Ambos encarnaban el prototipo del intelectual europeo. Adoraban el acto de la intelección. Para ellos, pensar era lo que hacía a los humanos superiores a los animales. Más que superiores: los dotaba de sentido y trascendencia. (…)

Para tales personas, Heidegger fue un visionario, un hombre envuelto en un aura, imbuido con el oscuro poder de “pensar”. Este impresionante don lo situaba, en la imaginación de prácticamente todo el que lo conocía, más allá de la crítica corriente. Hacerlo como él lo hacía era ascender al monte Olimpo. (…)

Tal apego es, en esencia, una parábola del anhelo de trascendencia. El anhelo es el meollo romántico del asunto. Era letal. Lanzaba un anzuelo a todos a quienes hablaba. El anzuelo estaba unido a una intensidad que tiraba del corazón. La cuestión de quiénes pueden zafarse cuando la devoción amenaza la integridad del ser, y quiénes no, es ciertamente una cuestión de temperamento, de comprensión y de integridad del ser: esto es, la libertad de acción que surge de la unificación de mente y espíritu. (…)

Arendt desdeñaba a Freud y aborrecía de la devoción de los estadounidenses por el psicoanálisis. Le parecía una cháchara obsesiva e inmadura; no despertaba en ella ni interés ni simpatías; no podía imaginar que, ocultas en su interior, había ideas que reflejaban una realidad que sí era relevante. El desprecio era sintomático; la dejaba fuera de todo conocimiento de sus conflictos internos. Al quedar fuera, era más vulnerable a ellos de lo que podía ser otra persona quizá más sencilla pero más dispuesta a la introspección. Más vulnerable y, por ende, más dramáticamente culpable.

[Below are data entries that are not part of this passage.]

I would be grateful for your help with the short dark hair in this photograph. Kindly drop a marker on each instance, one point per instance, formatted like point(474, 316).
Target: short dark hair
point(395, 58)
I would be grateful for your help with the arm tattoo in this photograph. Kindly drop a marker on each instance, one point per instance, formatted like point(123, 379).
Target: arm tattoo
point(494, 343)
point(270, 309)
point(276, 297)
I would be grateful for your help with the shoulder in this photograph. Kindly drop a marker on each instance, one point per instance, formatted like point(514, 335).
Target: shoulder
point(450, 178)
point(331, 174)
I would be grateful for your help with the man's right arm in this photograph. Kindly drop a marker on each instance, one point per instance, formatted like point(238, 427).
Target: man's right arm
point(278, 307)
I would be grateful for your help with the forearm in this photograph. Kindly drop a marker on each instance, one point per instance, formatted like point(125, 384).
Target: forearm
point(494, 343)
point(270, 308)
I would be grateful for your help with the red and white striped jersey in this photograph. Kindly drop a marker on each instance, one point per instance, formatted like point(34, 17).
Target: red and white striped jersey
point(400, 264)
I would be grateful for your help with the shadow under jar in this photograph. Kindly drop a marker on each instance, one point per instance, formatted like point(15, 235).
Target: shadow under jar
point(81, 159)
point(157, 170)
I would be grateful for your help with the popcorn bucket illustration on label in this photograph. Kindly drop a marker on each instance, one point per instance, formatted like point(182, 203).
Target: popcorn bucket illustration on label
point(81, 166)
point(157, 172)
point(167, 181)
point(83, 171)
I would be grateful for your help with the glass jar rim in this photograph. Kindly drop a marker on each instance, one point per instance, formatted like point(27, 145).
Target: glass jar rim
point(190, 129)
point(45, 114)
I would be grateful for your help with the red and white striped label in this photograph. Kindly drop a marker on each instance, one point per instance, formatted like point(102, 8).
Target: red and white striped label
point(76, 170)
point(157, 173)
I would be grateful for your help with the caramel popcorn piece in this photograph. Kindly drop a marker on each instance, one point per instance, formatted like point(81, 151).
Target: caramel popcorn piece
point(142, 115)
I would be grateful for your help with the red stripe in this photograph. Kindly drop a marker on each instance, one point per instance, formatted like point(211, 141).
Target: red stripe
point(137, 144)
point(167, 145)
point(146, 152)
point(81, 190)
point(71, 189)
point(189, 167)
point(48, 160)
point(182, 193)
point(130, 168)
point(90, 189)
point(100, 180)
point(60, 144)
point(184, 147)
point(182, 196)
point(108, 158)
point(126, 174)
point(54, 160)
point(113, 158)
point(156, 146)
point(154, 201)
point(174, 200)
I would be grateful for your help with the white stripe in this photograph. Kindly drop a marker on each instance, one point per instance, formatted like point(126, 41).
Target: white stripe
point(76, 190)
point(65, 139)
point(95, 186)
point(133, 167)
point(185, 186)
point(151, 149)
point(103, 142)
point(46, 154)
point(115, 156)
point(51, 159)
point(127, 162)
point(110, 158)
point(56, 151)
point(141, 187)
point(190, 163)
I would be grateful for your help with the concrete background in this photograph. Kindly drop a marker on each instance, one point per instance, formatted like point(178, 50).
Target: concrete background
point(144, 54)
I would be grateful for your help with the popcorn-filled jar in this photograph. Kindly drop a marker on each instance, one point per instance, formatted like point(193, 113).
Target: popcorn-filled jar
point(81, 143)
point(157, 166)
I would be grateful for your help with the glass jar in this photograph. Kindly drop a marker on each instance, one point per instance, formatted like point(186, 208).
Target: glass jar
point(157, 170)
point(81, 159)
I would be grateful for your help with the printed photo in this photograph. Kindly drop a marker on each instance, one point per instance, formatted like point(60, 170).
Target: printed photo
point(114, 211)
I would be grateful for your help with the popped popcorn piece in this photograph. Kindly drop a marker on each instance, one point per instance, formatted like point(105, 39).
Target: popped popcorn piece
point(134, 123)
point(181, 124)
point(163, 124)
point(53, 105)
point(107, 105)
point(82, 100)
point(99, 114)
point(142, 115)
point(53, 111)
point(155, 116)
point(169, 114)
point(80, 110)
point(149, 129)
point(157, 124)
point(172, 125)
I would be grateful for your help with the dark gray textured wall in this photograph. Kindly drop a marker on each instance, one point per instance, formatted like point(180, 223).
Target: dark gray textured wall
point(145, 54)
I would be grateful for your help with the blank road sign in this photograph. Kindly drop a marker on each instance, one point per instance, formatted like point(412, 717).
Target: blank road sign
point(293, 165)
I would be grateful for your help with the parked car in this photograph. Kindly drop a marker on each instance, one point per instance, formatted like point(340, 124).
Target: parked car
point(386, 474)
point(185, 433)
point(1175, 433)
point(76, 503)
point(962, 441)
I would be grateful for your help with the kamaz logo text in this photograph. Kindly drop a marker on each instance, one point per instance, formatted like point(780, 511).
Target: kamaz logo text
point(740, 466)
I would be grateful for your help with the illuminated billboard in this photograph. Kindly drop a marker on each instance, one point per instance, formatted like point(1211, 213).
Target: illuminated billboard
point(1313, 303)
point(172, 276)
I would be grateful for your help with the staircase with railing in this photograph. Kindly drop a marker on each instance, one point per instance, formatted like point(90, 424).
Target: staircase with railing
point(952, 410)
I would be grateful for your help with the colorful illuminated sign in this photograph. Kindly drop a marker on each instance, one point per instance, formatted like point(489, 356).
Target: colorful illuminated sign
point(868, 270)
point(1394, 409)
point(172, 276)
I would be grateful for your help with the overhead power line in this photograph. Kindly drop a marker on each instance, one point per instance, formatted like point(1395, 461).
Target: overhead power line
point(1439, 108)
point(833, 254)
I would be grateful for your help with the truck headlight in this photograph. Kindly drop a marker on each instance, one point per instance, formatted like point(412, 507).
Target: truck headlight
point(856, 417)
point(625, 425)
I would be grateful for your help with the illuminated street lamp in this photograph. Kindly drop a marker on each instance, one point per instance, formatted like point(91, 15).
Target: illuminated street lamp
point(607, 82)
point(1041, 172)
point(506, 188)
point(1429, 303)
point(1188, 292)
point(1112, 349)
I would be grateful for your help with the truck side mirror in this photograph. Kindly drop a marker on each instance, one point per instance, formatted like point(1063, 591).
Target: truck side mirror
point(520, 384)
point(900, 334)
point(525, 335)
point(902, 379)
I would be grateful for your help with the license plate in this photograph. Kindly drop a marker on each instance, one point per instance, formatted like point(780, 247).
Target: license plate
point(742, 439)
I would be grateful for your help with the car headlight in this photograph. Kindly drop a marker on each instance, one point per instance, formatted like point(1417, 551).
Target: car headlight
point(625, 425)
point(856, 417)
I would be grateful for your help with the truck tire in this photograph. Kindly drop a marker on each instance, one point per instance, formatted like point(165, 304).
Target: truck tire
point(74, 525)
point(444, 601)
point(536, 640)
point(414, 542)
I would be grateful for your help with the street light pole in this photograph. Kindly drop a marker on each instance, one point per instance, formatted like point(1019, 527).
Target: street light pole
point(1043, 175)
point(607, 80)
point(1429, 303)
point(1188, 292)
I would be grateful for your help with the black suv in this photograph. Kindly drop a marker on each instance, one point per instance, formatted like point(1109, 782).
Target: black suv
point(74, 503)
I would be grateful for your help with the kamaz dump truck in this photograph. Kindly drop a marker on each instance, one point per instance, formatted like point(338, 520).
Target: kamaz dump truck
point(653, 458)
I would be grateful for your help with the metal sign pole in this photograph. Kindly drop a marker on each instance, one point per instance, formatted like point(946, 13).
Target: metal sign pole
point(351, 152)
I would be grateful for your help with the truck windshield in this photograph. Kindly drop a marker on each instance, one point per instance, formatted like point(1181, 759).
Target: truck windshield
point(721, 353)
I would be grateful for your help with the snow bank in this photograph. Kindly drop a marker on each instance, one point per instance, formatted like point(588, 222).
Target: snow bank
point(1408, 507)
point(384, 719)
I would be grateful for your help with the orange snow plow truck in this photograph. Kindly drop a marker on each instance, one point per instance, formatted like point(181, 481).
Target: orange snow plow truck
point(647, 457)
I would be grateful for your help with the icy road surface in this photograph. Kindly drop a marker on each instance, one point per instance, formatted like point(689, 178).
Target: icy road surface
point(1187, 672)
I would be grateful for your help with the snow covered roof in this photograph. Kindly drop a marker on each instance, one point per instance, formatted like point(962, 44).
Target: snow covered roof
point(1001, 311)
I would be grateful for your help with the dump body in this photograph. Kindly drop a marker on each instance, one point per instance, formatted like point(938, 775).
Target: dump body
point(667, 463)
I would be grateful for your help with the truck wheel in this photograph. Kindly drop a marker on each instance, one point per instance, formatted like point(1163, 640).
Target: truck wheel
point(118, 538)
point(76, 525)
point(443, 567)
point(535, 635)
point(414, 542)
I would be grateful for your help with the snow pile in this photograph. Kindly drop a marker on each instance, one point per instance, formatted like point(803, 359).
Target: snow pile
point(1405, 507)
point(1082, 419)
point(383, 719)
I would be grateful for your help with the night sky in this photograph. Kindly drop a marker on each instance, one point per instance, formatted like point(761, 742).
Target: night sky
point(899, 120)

En nuestros días (…), esa devoción histórica por la trascendencia a través del arte y del intelecto suena extraña, incluso extranjera, en cierto modo. Pero es una historia de sensibilidad compartida, eso que todos sentíamos hasta hace nada. ¿Cuántos hombres y mujeres no he visto, en mi corta y confusa vida, subyugados por El Gran Hombre, el que parecía encarnar al Arte o la Revolución en mayúsculas? Somos legión. Nosotros mismos éramos personas inteligentes, cultas, talentosas, ninguno éramos monstruos de la moralidad, solamente personas corrientes con ganas de vivir la vida a un nivel simbólico. En su momento El Gran Hombre no solo parecía una buena idea, sino una necesaria, irremplazable e inolvidable.

Pienso que estamos demasiado cercanos en el tiempo a los acontecimientos internos de esta historia para poder juzgar su significado. Pero juzgar es una necesidad que tenemos: interpela directamente a nuestras propias angustias, nos alivia del lastre de nosotros mismos. Podemos resistirnos tanto como Hannah Arendt pudo resistirse a Martin Heidegger.